We test each model at multiple quantization levels and assign quality tiers:
- Recommended (Q4_K_M): The sweet spot for most users. Minimal quality loss, significant VRAM savings. This is the quantization we use for our primary compatibility ratings.
- High quality (Q6_K or Q8_0): Closer to the original model. Use this if you have VRAM to spare and care about output quality for professional work.
- Minimum viable (Q3_K_M or Q2_K): Aggressive compression. Noticeable quality degradation, especially for reasoning and code generation. We include these so you know what's technically possible, but we don't recommend them for primary use.
Where our data comes from
We combine three sources, weighted by reliability:
- Our own testing on hardware we have physical access to. This covers the most popular GPU and Apple Silicon configurations.
- Community benchmarks from r/LocalLLaMA, Hugging Face leaderboards, and llama.cpp performance threads. We cross-reference at least two independent sources before accepting a community figure.
- Manufacturer specifications for hardware data (VRAM capacity, bandwidth, TDP). These come directly from NVIDIA, AMD, and Apple technical documentation.
When our testing and community data disagree, we publish the more conservative figure. We'd rather understate performance than overstate it. A user who gets 40 tok/s when we promised 35 is pleasantly surprised. The opposite destroys trust.
Data freshness and update cadence
Hardware prices change weekly. New models ship monthly. Our data has to keep up.
- Prices: Verified against Amazon US (primary) and manufacturer sites monthly. Every price entry carries a
price_updateddate you can check. - Model compatibility: Re-tested when new quantization methods or inference engine versions ship. Major model releases (Llama, Mistral, Qwen) are tested within 2 weeks of public availability.
- New hardware: Added within 4 weeks of retail availability, once we can verify real-world (not pre-release) performance.
We run an automated freshness checker that flags any price older than 30 days. If you see a stale price, it's a bug, not a feature. Our guides carry explicit "Updated" dates in the header.
Known limitations
We believe in publishing what we don't know alongside what we do.
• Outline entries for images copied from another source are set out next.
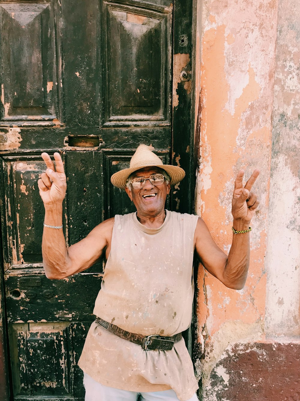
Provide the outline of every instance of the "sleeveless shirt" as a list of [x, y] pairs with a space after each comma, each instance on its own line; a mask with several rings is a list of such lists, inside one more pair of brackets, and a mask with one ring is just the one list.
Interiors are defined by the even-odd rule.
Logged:
[[[94, 314], [145, 336], [170, 336], [186, 330], [192, 318], [198, 218], [166, 211], [162, 225], [150, 229], [140, 223], [136, 212], [116, 215]], [[170, 350], [147, 351], [94, 322], [78, 364], [102, 384], [130, 391], [172, 389], [184, 400], [198, 388], [183, 339]]]

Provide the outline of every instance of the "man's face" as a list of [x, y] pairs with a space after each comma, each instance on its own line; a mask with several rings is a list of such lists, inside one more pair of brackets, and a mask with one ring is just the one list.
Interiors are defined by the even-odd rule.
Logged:
[[[138, 177], [148, 177], [152, 174], [161, 174], [162, 170], [157, 167], [146, 167], [136, 171], [132, 176], [132, 179]], [[132, 185], [131, 190], [126, 188], [128, 196], [134, 204], [138, 213], [140, 215], [155, 217], [158, 215], [164, 209], [167, 195], [170, 192], [170, 184], [167, 184], [164, 180], [160, 185], [154, 185], [147, 180], [144, 186], [141, 189], [135, 189]], [[146, 196], [154, 194], [153, 196]]]

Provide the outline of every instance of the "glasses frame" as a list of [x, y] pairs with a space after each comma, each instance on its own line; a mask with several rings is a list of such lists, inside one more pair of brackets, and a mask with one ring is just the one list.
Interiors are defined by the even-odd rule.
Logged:
[[[152, 181], [151, 181], [151, 177], [153, 177], [154, 176], [157, 176], [157, 175], [161, 176], [162, 177], [162, 178], [163, 178], [162, 182], [161, 182], [160, 184], [155, 184], [154, 182], [152, 182]], [[145, 179], [145, 182], [144, 183], [144, 184], [142, 186], [141, 186], [140, 188], [139, 187], [138, 188], [134, 188], [134, 186], [132, 184], [132, 182], [134, 181], [134, 180], [136, 180], [136, 179], [140, 179], [140, 180], [141, 178], [144, 178]], [[144, 176], [143, 177], [136, 177], [135, 178], [134, 178], [132, 180], [131, 180], [131, 181], [130, 182], [130, 183], [131, 184], [131, 185], [132, 186], [132, 188], [134, 188], [134, 189], [142, 189], [142, 188], [143, 188], [144, 187], [144, 186], [145, 186], [145, 185], [146, 185], [146, 181], [147, 181], [147, 180], [149, 180], [150, 181], [150, 182], [151, 183], [151, 184], [152, 184], [152, 185], [154, 185], [155, 186], [158, 186], [158, 185], [161, 185], [162, 184], [164, 183], [164, 180], [165, 180], [165, 177], [164, 177], [164, 175], [163, 174], [161, 174], [160, 173], [156, 173], [155, 174], [151, 174], [150, 176], [145, 176], [144, 177]], [[134, 182], [134, 183], [135, 183], [135, 182]], [[139, 183], [138, 182], [137, 182], [136, 183], [137, 184], [138, 184]]]

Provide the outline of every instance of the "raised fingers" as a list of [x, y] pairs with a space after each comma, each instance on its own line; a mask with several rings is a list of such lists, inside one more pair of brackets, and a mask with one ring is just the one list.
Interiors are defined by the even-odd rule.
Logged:
[[252, 206], [249, 207], [249, 210], [255, 210], [259, 205], [259, 200], [258, 199], [256, 199]]
[[244, 173], [244, 170], [240, 170], [238, 173], [236, 180], [234, 181], [234, 189], [241, 188], [243, 186], [243, 177]]
[[62, 157], [58, 152], [56, 152], [54, 154], [54, 158], [55, 160], [55, 166], [58, 173], [64, 173], [64, 164], [62, 160]]
[[51, 160], [50, 156], [48, 154], [48, 153], [46, 153], [46, 152], [43, 152], [43, 153], [41, 155], [43, 160], [45, 162], [45, 164], [47, 166], [48, 168], [50, 168], [53, 171], [55, 171], [55, 169], [54, 167], [54, 164], [53, 162]]
[[248, 207], [250, 208], [253, 206], [257, 200], [257, 195], [256, 194], [252, 193], [250, 192], [248, 199], [246, 200], [247, 205]]
[[244, 186], [244, 188], [246, 188], [246, 189], [248, 189], [249, 191], [251, 190], [252, 188], [252, 186], [256, 180], [256, 178], [259, 175], [260, 172], [258, 168], [255, 169], [253, 172], [252, 173], [252, 175], [246, 182], [246, 185]]

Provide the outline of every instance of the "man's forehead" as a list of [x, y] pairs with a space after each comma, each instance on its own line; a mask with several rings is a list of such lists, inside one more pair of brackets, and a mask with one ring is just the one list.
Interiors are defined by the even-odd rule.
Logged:
[[144, 175], [161, 172], [162, 169], [158, 167], [144, 167], [132, 173], [132, 176], [134, 178], [135, 177], [142, 177]]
Here's where our data has gaps:
- AMD GPUs: We don't currently cover AMD Radeon GPUs. ROCm support for llama.cpp is improving, but the ecosystem isn't mature enough for us to publish reliable compatibility data yet. This is on our roadmap.
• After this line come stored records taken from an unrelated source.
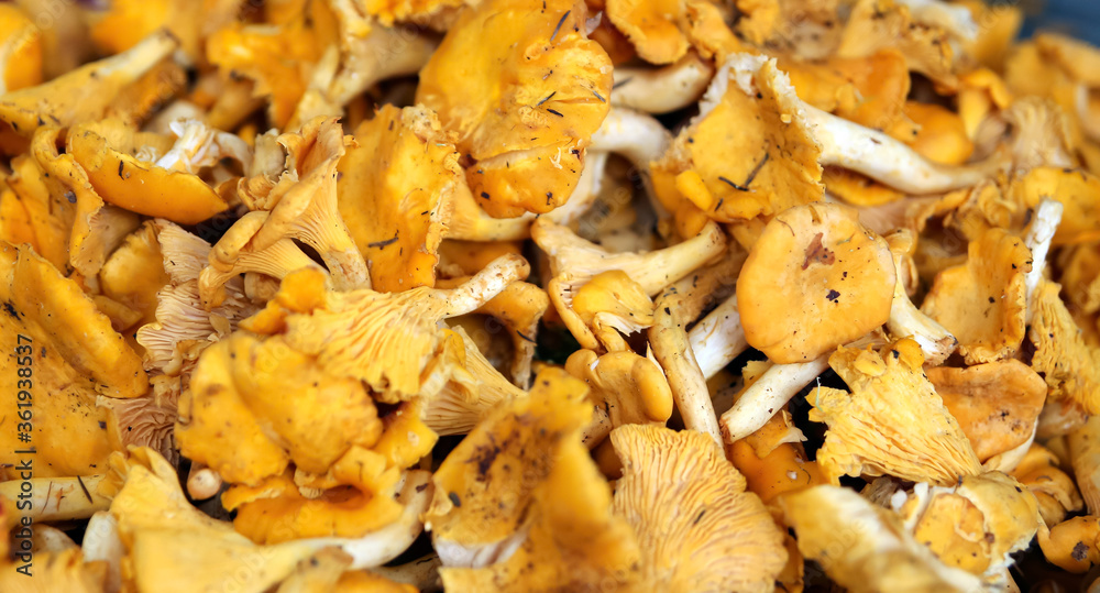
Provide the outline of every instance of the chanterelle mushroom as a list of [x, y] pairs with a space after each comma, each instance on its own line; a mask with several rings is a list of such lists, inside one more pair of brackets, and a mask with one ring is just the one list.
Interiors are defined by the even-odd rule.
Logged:
[[102, 118], [108, 106], [177, 47], [158, 31], [130, 50], [92, 62], [46, 84], [13, 90], [0, 99], [0, 120], [30, 136], [41, 125], [73, 125]]
[[[96, 396], [133, 398], [148, 389], [141, 359], [95, 301], [30, 249], [0, 243], [0, 327], [12, 340], [2, 359], [3, 399], [35, 418], [22, 429], [36, 448], [35, 476], [89, 475], [110, 452], [106, 413]], [[20, 371], [25, 369], [25, 371]], [[21, 429], [0, 436], [3, 463], [15, 465]], [[26, 442], [26, 441], [24, 441]]]
[[834, 483], [862, 474], [947, 485], [980, 472], [966, 433], [923, 363], [912, 340], [881, 351], [840, 348], [829, 356], [851, 393], [816, 387], [806, 399], [813, 405], [810, 419], [828, 425], [817, 463]]
[[1008, 231], [989, 229], [968, 254], [965, 264], [936, 275], [921, 310], [958, 338], [967, 363], [1011, 356], [1024, 339], [1031, 250]]
[[[242, 322], [248, 332], [204, 351], [179, 403], [180, 449], [230, 482], [255, 485], [292, 460], [323, 474], [354, 446], [389, 447], [375, 400], [430, 398], [465, 374], [454, 361], [461, 341], [440, 321], [477, 308], [526, 267], [504, 256], [458, 288], [402, 293], [330, 292], [316, 271], [292, 274], [266, 309]], [[417, 426], [405, 428], [413, 433], [420, 411], [407, 408], [396, 415], [414, 417]], [[433, 435], [421, 431], [428, 436], [410, 440], [424, 454]]]
[[787, 563], [782, 532], [722, 449], [701, 432], [624, 426], [616, 515], [638, 535], [651, 591], [771, 591]]
[[1003, 582], [1010, 554], [1031, 543], [1043, 520], [1032, 493], [1000, 472], [963, 476], [947, 487], [919, 483], [912, 492], [891, 483], [870, 497], [897, 512], [942, 562], [990, 584]]
[[737, 279], [745, 338], [777, 363], [806, 362], [890, 318], [894, 264], [854, 208], [807, 204], [776, 216]]
[[340, 160], [337, 189], [372, 286], [432, 286], [452, 194], [466, 191], [453, 144], [431, 110], [393, 106], [360, 124], [355, 142]]
[[565, 204], [610, 105], [612, 65], [573, 0], [468, 9], [420, 70], [417, 102], [458, 135], [470, 189], [491, 216]]
[[263, 251], [283, 239], [296, 239], [317, 250], [337, 288], [369, 288], [363, 254], [339, 211], [339, 172], [349, 140], [334, 118], [307, 122], [300, 133], [278, 136], [286, 166], [277, 179], [266, 172], [242, 179], [241, 199], [253, 210], [270, 212], [250, 240]]
[[1014, 359], [937, 366], [927, 376], [981, 462], [1031, 439], [1047, 395], [1043, 377]]

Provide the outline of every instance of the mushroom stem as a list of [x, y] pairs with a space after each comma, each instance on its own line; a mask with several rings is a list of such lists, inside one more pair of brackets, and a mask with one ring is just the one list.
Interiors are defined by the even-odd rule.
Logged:
[[649, 328], [649, 343], [669, 380], [684, 427], [710, 435], [722, 444], [722, 432], [706, 377], [692, 352], [684, 323], [676, 318], [681, 298], [674, 293], [666, 293], [657, 300], [653, 326]]
[[187, 494], [193, 501], [206, 501], [221, 490], [221, 476], [198, 461], [191, 463], [187, 473]]
[[688, 52], [662, 68], [615, 68], [610, 100], [646, 113], [668, 113], [694, 103], [714, 76], [714, 66], [695, 52]]
[[672, 135], [652, 116], [613, 107], [592, 134], [590, 149], [620, 154], [638, 171], [648, 172], [649, 163], [659, 160], [671, 142]]
[[890, 319], [887, 329], [894, 338], [912, 338], [924, 352], [926, 364], [937, 366], [955, 352], [959, 341], [938, 321], [921, 312], [905, 293], [904, 273], [900, 253], [893, 253], [894, 296], [890, 303]]
[[103, 584], [106, 593], [118, 593], [122, 589], [122, 557], [125, 548], [119, 536], [119, 521], [107, 510], [100, 510], [88, 520], [80, 542], [80, 552], [85, 562], [103, 561], [107, 563], [107, 581]]
[[737, 312], [737, 295], [718, 305], [688, 332], [703, 376], [711, 378], [748, 349], [745, 328]]
[[722, 430], [727, 444], [760, 429], [791, 400], [802, 387], [828, 369], [828, 355], [810, 362], [776, 364], [745, 389], [734, 407], [722, 415]]
[[443, 562], [436, 553], [429, 553], [399, 567], [378, 567], [372, 572], [396, 583], [409, 584], [418, 591], [439, 591], [439, 568]]
[[443, 316], [458, 317], [473, 312], [509, 284], [526, 278], [530, 272], [531, 266], [527, 260], [514, 253], [493, 260], [461, 286], [447, 290], [447, 312]]
[[1100, 515], [1100, 416], [1069, 433], [1069, 457], [1081, 498], [1090, 515]]
[[[97, 510], [107, 510], [111, 506], [110, 498], [96, 492], [103, 477], [88, 475], [9, 480], [0, 483], [0, 497], [30, 503], [21, 505], [14, 514], [29, 517], [35, 523], [87, 519]], [[30, 490], [24, 484], [30, 484]]]
[[1050, 241], [1062, 222], [1063, 206], [1060, 201], [1044, 198], [1035, 206], [1031, 227], [1024, 235], [1024, 244], [1032, 251], [1031, 272], [1024, 274], [1024, 285], [1027, 287], [1027, 321], [1034, 312], [1035, 288], [1043, 282], [1043, 270], [1046, 267], [1046, 254], [1050, 251]]
[[878, 130], [807, 103], [802, 107], [821, 144], [822, 165], [842, 166], [908, 194], [939, 194], [970, 187], [1011, 165], [1011, 160], [1001, 154], [971, 165], [941, 165]]

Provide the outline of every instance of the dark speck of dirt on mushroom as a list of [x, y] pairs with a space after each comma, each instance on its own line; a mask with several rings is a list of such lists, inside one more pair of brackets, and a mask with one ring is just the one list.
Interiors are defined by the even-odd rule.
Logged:
[[806, 248], [806, 259], [802, 262], [802, 270], [810, 267], [810, 262], [833, 265], [836, 262], [836, 254], [822, 244], [823, 233], [817, 233]]

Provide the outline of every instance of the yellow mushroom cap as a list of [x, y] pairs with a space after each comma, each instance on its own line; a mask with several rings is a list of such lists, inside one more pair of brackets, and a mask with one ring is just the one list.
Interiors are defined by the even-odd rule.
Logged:
[[840, 348], [829, 365], [851, 393], [817, 387], [810, 419], [828, 425], [817, 463], [840, 475], [893, 475], [938, 485], [980, 472], [970, 442], [925, 376], [916, 342], [880, 352]]
[[565, 204], [610, 105], [612, 64], [573, 0], [466, 10], [420, 72], [416, 100], [457, 134], [473, 196], [494, 217]]
[[[821, 146], [774, 59], [730, 57], [700, 107], [701, 116], [651, 165], [666, 208], [689, 200], [707, 217], [733, 222], [822, 199]], [[675, 190], [662, 191], [673, 178]]]
[[821, 485], [780, 498], [799, 550], [848, 591], [977, 591], [981, 580], [941, 562], [900, 517], [840, 486]]
[[340, 216], [376, 290], [432, 286], [452, 193], [464, 184], [454, 145], [424, 107], [385, 106], [355, 130], [338, 166]]
[[921, 310], [958, 338], [967, 363], [1008, 358], [1024, 339], [1031, 250], [1019, 237], [993, 228], [967, 251], [965, 264], [936, 275]]
[[809, 204], [776, 216], [737, 279], [749, 344], [776, 363], [805, 362], [890, 318], [894, 266], [854, 208]]
[[487, 414], [443, 460], [425, 523], [444, 562], [449, 547], [492, 549], [522, 535], [537, 486], [591, 419], [586, 394], [564, 371], [543, 371], [528, 397]]
[[42, 33], [19, 7], [0, 6], [3, 91], [42, 83]]
[[1031, 439], [1046, 402], [1043, 377], [1014, 359], [936, 366], [927, 375], [981, 462]]
[[664, 424], [672, 416], [669, 382], [650, 359], [630, 351], [598, 356], [578, 350], [565, 361], [565, 371], [588, 384], [590, 398], [607, 411], [612, 426]]

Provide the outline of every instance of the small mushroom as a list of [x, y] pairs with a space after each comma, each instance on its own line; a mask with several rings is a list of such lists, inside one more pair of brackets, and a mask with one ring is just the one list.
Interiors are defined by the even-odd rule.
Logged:
[[493, 217], [549, 212], [576, 186], [612, 87], [610, 61], [586, 39], [584, 15], [572, 0], [541, 10], [483, 2], [420, 70], [416, 102], [457, 135], [470, 189]]
[[[810, 419], [825, 422], [817, 463], [837, 483], [842, 475], [893, 475], [937, 485], [981, 471], [970, 442], [944, 406], [912, 340], [883, 348], [840, 348], [829, 365], [851, 393], [810, 392]], [[888, 435], [883, 439], [883, 435]]]
[[978, 461], [1028, 443], [1046, 400], [1046, 383], [1026, 364], [1008, 359], [966, 369], [937, 366], [926, 373]]
[[737, 279], [745, 338], [777, 363], [814, 360], [889, 320], [894, 282], [886, 241], [855, 209], [791, 208], [768, 223]]

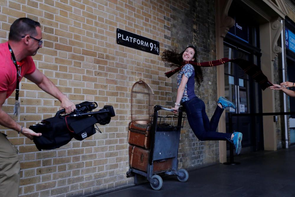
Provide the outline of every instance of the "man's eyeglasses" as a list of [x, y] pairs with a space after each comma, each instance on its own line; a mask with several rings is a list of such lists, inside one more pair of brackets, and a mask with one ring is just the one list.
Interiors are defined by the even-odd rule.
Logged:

- Multi-GPU setups: Our compatibility matrix assumes single-GPU inference. Multi-GPU configurations (NVLink, PCIe bridging) can run larger models but introduce communication overhead we haven't systematically benchmarked.
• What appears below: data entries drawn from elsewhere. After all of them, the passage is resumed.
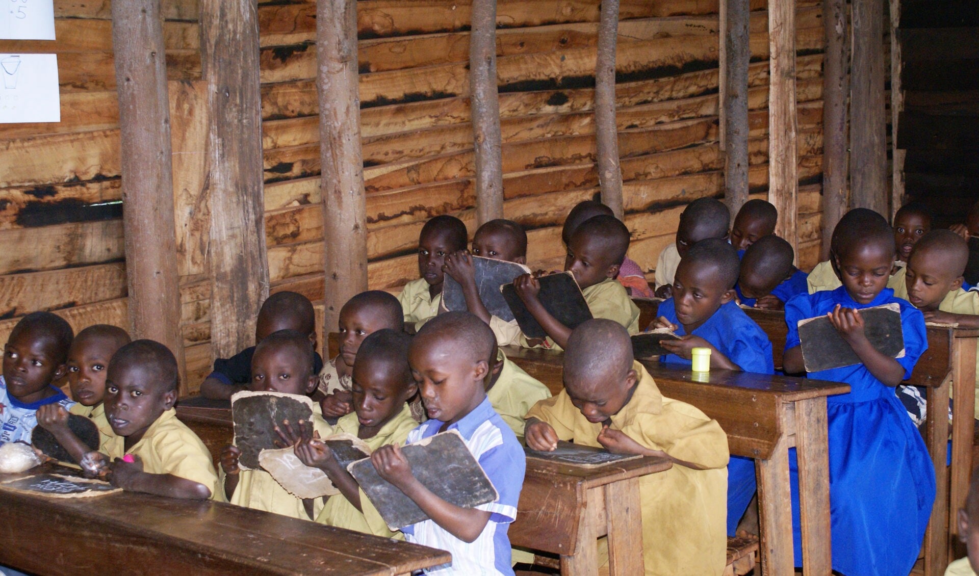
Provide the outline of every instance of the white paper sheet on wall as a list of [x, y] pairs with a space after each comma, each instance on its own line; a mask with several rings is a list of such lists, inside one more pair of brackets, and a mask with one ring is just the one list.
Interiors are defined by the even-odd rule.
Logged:
[[0, 0], [0, 39], [54, 40], [54, 0]]
[[0, 53], [0, 124], [60, 121], [58, 56]]

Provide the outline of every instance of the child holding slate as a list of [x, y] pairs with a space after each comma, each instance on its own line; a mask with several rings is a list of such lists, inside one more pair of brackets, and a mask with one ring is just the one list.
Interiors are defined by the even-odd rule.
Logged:
[[74, 462], [91, 449], [68, 427], [69, 413], [91, 419], [99, 428], [99, 449], [116, 434], [106, 419], [106, 374], [113, 354], [129, 343], [129, 334], [121, 328], [97, 324], [78, 332], [68, 350], [68, 384], [71, 396], [78, 401], [70, 411], [60, 404], [47, 404], [37, 409], [37, 424], [50, 431], [71, 455]]
[[353, 361], [364, 338], [379, 330], [400, 332], [404, 326], [401, 304], [384, 290], [360, 292], [340, 309], [340, 354], [319, 373], [319, 406], [326, 418], [340, 418], [353, 411], [350, 377]]
[[615, 454], [669, 458], [672, 468], [639, 479], [645, 573], [723, 572], [728, 452], [721, 425], [665, 398], [632, 359], [629, 334], [608, 320], [589, 320], [572, 332], [564, 386], [527, 414], [527, 445], [551, 451], [558, 440], [573, 439]]
[[[407, 400], [418, 386], [408, 366], [411, 336], [403, 332], [380, 330], [364, 338], [353, 364], [355, 413], [337, 421], [334, 434], [348, 433], [364, 440], [371, 450], [386, 444], [404, 444], [418, 425]], [[392, 532], [367, 500], [353, 476], [334, 458], [329, 446], [317, 438], [296, 445], [296, 456], [307, 466], [322, 469], [341, 494], [326, 501], [316, 521], [385, 538], [401, 538]]]
[[[309, 348], [305, 334], [296, 331], [283, 330], [266, 336], [256, 346], [252, 357], [252, 390], [308, 395], [316, 388]], [[313, 407], [318, 408], [315, 404]], [[312, 414], [313, 430], [323, 436], [330, 435], [330, 424], [317, 413], [314, 410]], [[277, 423], [282, 425], [282, 422]], [[234, 445], [226, 446], [221, 451], [220, 479], [223, 490], [215, 500], [226, 500], [237, 506], [294, 518], [316, 517], [322, 507], [320, 499], [303, 501], [293, 496], [265, 470], [240, 469], [240, 456], [241, 450]]]
[[445, 280], [443, 266], [445, 256], [466, 249], [466, 225], [455, 216], [436, 216], [422, 227], [418, 237], [418, 274], [421, 278], [404, 285], [397, 296], [404, 312], [405, 328], [418, 331], [439, 314], [442, 285]]
[[371, 455], [378, 474], [431, 518], [402, 527], [405, 539], [452, 554], [451, 565], [428, 574], [513, 575], [507, 528], [517, 516], [526, 459], [517, 437], [486, 397], [487, 359], [493, 342], [486, 323], [468, 312], [442, 314], [418, 332], [408, 361], [431, 420], [412, 430], [407, 442], [457, 430], [495, 487], [494, 502], [462, 508], [439, 498], [417, 480], [397, 445], [382, 446]]
[[[614, 216], [595, 216], [583, 222], [571, 236], [564, 269], [575, 276], [584, 302], [594, 318], [621, 324], [630, 334], [639, 332], [639, 309], [614, 279], [629, 249], [629, 229]], [[544, 329], [546, 348], [564, 347], [571, 328], [561, 324], [541, 304], [540, 283], [530, 274], [513, 282], [517, 295], [527, 310]], [[534, 347], [526, 337], [521, 344]]]
[[[845, 236], [848, 241], [836, 244], [834, 253], [843, 286], [800, 294], [785, 305], [785, 372], [805, 370], [798, 322], [822, 315], [862, 360], [808, 375], [851, 387], [848, 394], [826, 399], [832, 567], [848, 576], [907, 574], [917, 558], [935, 499], [935, 471], [894, 386], [910, 376], [928, 347], [924, 319], [886, 288], [894, 264], [894, 235], [887, 221], [877, 214]], [[860, 313], [892, 302], [900, 306], [904, 332], [905, 355], [897, 359], [873, 347]], [[792, 528], [796, 566], [801, 566], [797, 470], [793, 453]]]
- Fine-tuning: Our data covers inference only. Fine-tuning VRAM requirements are significantly higher (typically 2 to 4x inference requirements) and depend heavily on training framework and batch size.
- Context length: Our standard test uses 128-token prompts with 512-token outputs. Longer context windows (32K+) require additional VRAM for the KV cache that our base figures don't account for.